That assessment seems to fit much of today's b-to-b journalism, with more publications selling out as blatant promotional vehicles for their highest- paying customers. Some executives make little effort to dispute this position. Advertisers apparently see it the same way. Why else would they regard it as their birthright to swap ad dollars for editorial coverage?
This theory is supported in a new PR Week /Manning Selvage & Lee survey in which almost half of senior marketing executives say they have paid for an editorial or broadcast placement.

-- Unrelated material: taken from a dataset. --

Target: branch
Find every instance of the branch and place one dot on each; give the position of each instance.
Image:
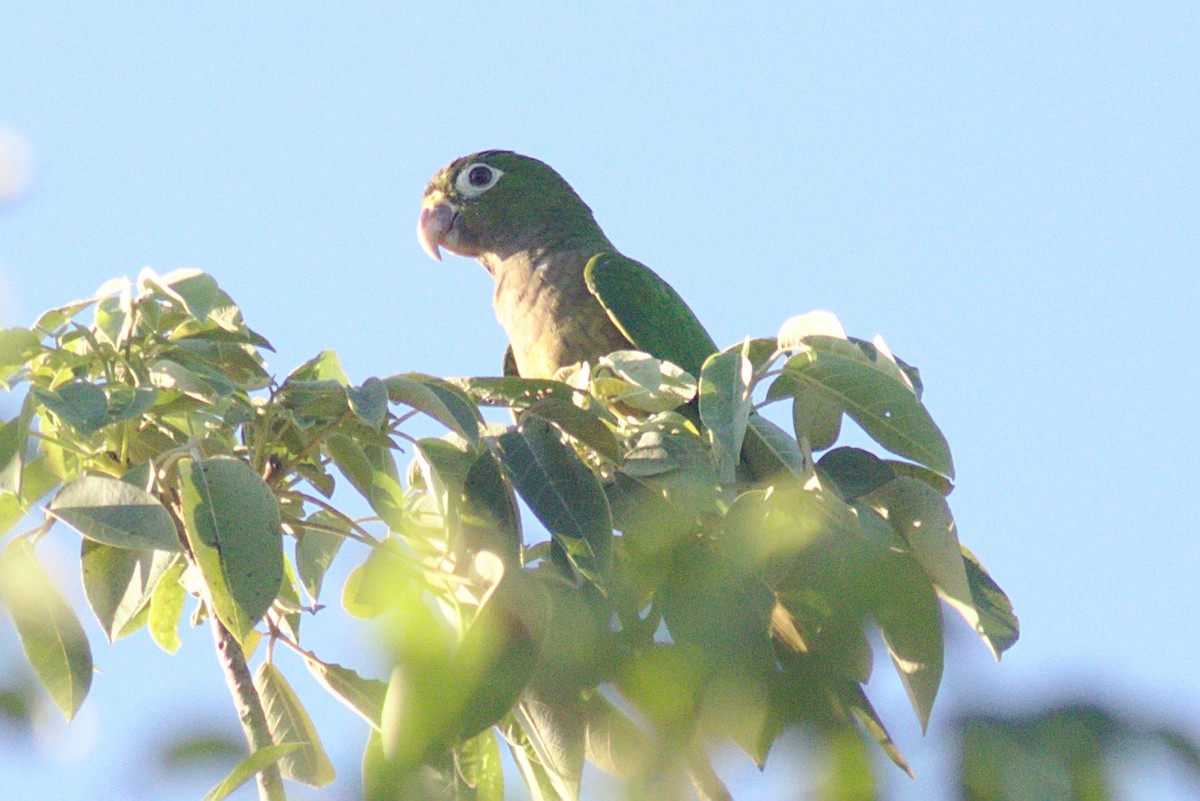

Is this good for marketers? This kind of marketing-at its deceptive best when preserving the illusion that editorial is determined by subject relevance-seems an insult to the very audience marketers are courting. In an ideal world, publications deliver the best content, which captures the most readers, which attracts the most advertisers. But are we to believe that marketers' priorities have shifted to tallying promotional square footage over the quality of marketing vehicle in question, that publishers are willing to accommodate and that targeted audiences are totally ignorant of the transition? That appears to be the logic.
Many b-to-b publishing people have forgotten that content and quality information made them strong in the first place. The explosion of online information has certainly impacted print's P&L prosperity. But so too has the transformation of many "can't-live-without" publications into relatively soft reads, fueled in part by a rise in advertiser-influenced copy. Couple this with the rampant ad rate discounting that permeates an industry when products can't sell on the merits of their content alone, and you see how marketers have publishers by the throat.
It's OK for editors and publishers to recognize trade media as a business first. But there's such a thing as going too far. Editors, for their part, are interested in formal ethical guidelines that help clarify what is paid content and what content is "not done to conform to the needs of advertisers," according to a survey by the American Society of Business Publication Editors.
Publishers, meanwhile, should take a realistic look at their strategies and figure how to get marketers to abandon their pay-for-play mentality (they certainly will if it's simply not available) and migrate back to the media vehicles their audiences value, leaving those who sold away their sacred space to the highest bidder scrambling feverishly to live another day.